21 Nisan 2018 Cumartesi

ANKARA’NIN KABUL SALONU: ALTINDAĞ


21.04.2018 Milliyet - Ankara Gazetesi

Hele bu kağıda bir möhür basasan! Çabuğ, herif bekliyer!
Muhtar gecikmeden yanıtladı:
“Dur anam dur hele! O ne kağıdı? Boyacı küpü mü, her gelene basarsak bu möhür ne kadar kalır? Dur bakam! Al!.. Heç te yavaş işiz yoh, hep ecele hep ecele!”
Masanın üstüne buruşturularak bırakılan parayı alan muhtar söylendi:
“Az para versin diye kocası gelmez. Kadına ben ne diyem? Sanki bu mürekkep islampa, kalem kağıt bedava! Ne edem, insanları severem!

Altındağ... Cumhuriyet’in kuruluşundan son 30 yıla kadar Ankara’ya gelenlerin, bekleme, kabul salonuydu. İlk gelen mutlaka ya Atıfbey Mahallesi ya Yenidoğan ya da Gülveren’de bir otururdu. Hacıbayram-Dışkapı arasındaki İsmetpaşa Mahallesi’nde bile cesaret edemezlerdi oturmaya. Telsizler, Hıdırlıktepe, Siteler ile Gülveren arasında Çinçin Mahallesi.

Küsmediler
Başkente gelen, önce hesaplı oluşundan bu civarda oturur, şehre alışan başka semtlere çıkar, alışamayan içinde kısılıp kalırdı ne şehri ne taşrayı hakkıyla yaşayamadan. Çok başarılı insan da çıkarmış, bakanlık seviyesinde yüksek bürokratlar yetiştirmiş, ünlülere ev sahipliği yapmıştı ama başkentin ortasında bekleme, kabul salonu olmaktan kurtulup, şehre kaynayamadı semt. 3-4 yıldır da ‘kentsel dönüşüm’ hakkından geliyor.

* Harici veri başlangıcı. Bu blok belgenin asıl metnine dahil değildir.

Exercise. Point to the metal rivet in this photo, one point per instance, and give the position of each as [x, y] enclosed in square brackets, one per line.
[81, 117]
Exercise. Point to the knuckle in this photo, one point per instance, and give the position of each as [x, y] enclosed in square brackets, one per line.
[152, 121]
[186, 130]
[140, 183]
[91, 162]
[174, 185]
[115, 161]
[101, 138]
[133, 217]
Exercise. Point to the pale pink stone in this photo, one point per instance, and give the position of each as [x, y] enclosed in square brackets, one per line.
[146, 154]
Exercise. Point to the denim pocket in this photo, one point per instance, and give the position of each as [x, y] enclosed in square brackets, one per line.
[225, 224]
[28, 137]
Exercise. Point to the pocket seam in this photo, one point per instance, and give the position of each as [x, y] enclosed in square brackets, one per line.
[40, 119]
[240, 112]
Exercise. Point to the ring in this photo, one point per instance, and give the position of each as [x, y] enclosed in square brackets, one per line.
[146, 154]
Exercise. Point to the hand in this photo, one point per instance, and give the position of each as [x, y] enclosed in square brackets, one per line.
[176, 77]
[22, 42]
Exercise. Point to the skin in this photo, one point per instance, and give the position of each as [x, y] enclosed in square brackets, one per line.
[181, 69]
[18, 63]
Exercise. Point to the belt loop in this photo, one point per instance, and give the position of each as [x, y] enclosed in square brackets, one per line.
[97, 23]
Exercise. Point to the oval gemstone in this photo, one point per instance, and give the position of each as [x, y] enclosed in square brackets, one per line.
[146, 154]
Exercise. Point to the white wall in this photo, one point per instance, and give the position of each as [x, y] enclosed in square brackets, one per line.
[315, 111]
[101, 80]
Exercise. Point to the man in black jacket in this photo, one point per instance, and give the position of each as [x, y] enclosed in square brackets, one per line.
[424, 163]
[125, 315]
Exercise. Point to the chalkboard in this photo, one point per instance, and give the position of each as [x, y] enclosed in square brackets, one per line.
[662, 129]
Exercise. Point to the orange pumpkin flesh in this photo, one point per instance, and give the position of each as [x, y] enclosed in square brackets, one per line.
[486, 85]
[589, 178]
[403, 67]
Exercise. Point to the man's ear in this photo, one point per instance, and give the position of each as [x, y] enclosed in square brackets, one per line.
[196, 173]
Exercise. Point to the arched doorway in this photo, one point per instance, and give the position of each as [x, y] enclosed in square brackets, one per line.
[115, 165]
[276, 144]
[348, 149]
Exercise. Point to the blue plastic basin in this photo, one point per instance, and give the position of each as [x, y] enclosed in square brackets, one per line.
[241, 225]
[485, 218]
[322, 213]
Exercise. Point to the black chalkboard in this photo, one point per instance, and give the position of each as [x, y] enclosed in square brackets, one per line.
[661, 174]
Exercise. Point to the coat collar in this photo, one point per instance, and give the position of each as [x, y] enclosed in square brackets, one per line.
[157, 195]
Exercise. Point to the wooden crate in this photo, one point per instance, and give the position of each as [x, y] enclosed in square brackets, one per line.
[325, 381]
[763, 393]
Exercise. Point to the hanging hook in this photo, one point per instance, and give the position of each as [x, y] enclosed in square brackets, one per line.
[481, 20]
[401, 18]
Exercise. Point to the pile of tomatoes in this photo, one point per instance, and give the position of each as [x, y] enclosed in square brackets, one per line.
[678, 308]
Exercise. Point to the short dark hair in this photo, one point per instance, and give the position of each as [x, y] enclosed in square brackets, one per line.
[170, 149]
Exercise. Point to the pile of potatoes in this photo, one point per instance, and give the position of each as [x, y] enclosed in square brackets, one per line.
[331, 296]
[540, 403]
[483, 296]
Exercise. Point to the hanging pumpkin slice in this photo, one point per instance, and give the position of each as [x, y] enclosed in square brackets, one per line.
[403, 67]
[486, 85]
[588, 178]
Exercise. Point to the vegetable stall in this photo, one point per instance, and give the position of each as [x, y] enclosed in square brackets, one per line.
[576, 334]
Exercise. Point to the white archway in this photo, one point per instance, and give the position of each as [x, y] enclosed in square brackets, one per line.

Konut ihtiyacından türeyen gecekonduların ülke çapında başkentiydi Altındağ. Eski Ankara’nın karşısına, Hatip Çayı ötesine dizildiler hem kenar hem göz önünde bir yere. Önce orada varoldu, sonra şehre kaynadı misafirler. Kendince bir yaşam tarzı oluşturdu, tüm olumsuzluklara, sahipsizliğe karşın küsmediler başkente. Son 30 yıla kadar...

Keşanlı Ali’den sonra
Bizim çocuklarımız, bizim geleceğimiz değil mi?” diyordu ‘Altındağ, Hüznün Coşkusu’ kitabında Yaşar Seyman. Kendi de Erzincan’dan göçmüş, Çalışkanlar Mahallesi’nin “..Ne edem, insanları severem!” diyen muhtarı Binali Atik’in, babasına yardımcı kızı. İliklerine kadar Altındağ’ı yaşamış, zihnine kazımış, keskin gözlemlerini nefis söz ve tanımlamalarla kitabında paylaşmıştı.

Haldun Taner’in Keşanlı Ali Destanı’na ilham veren Altındağ’ın, gerçek destanını da kadınlarından aşklarına, kabadayılarından kulüpçülerine, mapuslarından bağrı yanık anaları, eşlerine, düğünlerinden tiyatrosuna, gecekondularından şehirleşmesine, Yaşar hanım kaydetmişti. Şimdi geriye eser kalmayan bir dönemiydi Ankara’nın.
Yaşar Seyman

Yeni Altındağlar yapabilecek mi?
1986’da ilk basımı yapılan ödüllü, Devlet Tiyatroları’nda oyunlaştırılarak sergilenen kitabın, Ekim 2017’de yeni baskısı yapıldı. Yaşanmışlığı ve samimiyeti layıkıyla hissettiren, arşiv değeri yüksek bir kaynak. 1990’larda, 2000’lerde ziyaret etmeye devam ediyor, “.. değişen hiçbir şey olmamış, yine hüzün..” diyordu Seyman.

Semtin soluşu ve yok oluşu da var kitapta. İnsanları seven yöneticileri olmayınca solmuş, kentsel dönüşümün dişleri kolay ezmiş Altındağ’ı. Semti işlevini, Ankara, bekleme salonunu, kabul semtini kaybediyor. Dertlerin temeline hiçbir zaman inilmeden her biri bir yana dağıtılmış Altındağlılar’la başkent, yeniden oluşturuluyor. Yeni Altındağlar, bu işlevi yerine getirebilecek, kendi destanlarını oluşturacak insani dokuya sahip olacak mı bakalım?